XML specification defines certain characters as invalid in an XML document. Even though all XML data is Unicode, some characters are illegal.

The legal ranges are expressed by this condition:

(c == 0x9) || (c == 0xA) || (c == 0xD) || ((c >= 0x20) && (c <= 0xD7FF)) || ((c >= 0xE000) && (c <= 0xFFFD)) || ((c >= 0x10000) && (c <= 0x10FFFF))

where c is a Unicode code point.

It is important to be aware that BusinessWorks 6.x adheres to this standard and violations cause various errors.

  • Parse Copybook Data contains the Check String Values for Invalid XML Characters setting. When, it is selected, the activity applies a validity check to the text data retrieved from the binary input. If the check fails, the activity produces ParseCopybookDataException fault with msgCode TIBCO-BW-PALETTE-DATACONVERSION-500044.
    Note: If Ignore Invalid Items is selected, an invalid XML character will not cause an error.

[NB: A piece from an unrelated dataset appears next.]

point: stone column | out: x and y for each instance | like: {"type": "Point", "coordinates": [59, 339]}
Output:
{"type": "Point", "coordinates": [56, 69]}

Instead, the text item containing the character will be excluded from the output.

    In Parse Copybook Data the character validation is only applicable to items represented by XSD type string. Other items undergo type-specific checks that are more restrictive. These checks are not affected by Check String Values for Invalid XML Characters

  • Render Copybook Data contains the Fail on Invalid XML Characters setting. The setting only applies when Render Data as is set to String. If an offending character is detected, RenderActivityData is thrown with msgCode TIBCO-BW-PALETTE-DATACONVERSION-500044.
Warning: De-selecting Check String Values for Invalid XML Characters or Fail on Invalid XML Characters might result in a small performance gain in scenarios that involve a large amount of data. However, de-selecting this setting does not eliminate errors. The errors likely happen later in the application and are more difficult to track. Only de-select these applications if it is guaranteed not to produce the invalid characters.
Note: If your application might produce the invalid characters, you can select XSD Type base64Binary for the copybook items at risk. However, you cannot use string XPath functions.
Note: in Parse Copybook Data, you can reduce the errors by selecting Trim Whitespaces from String Values. The trimming is applied before the character validation check and removes some of the undesirable characters at the beginning and the end of the values.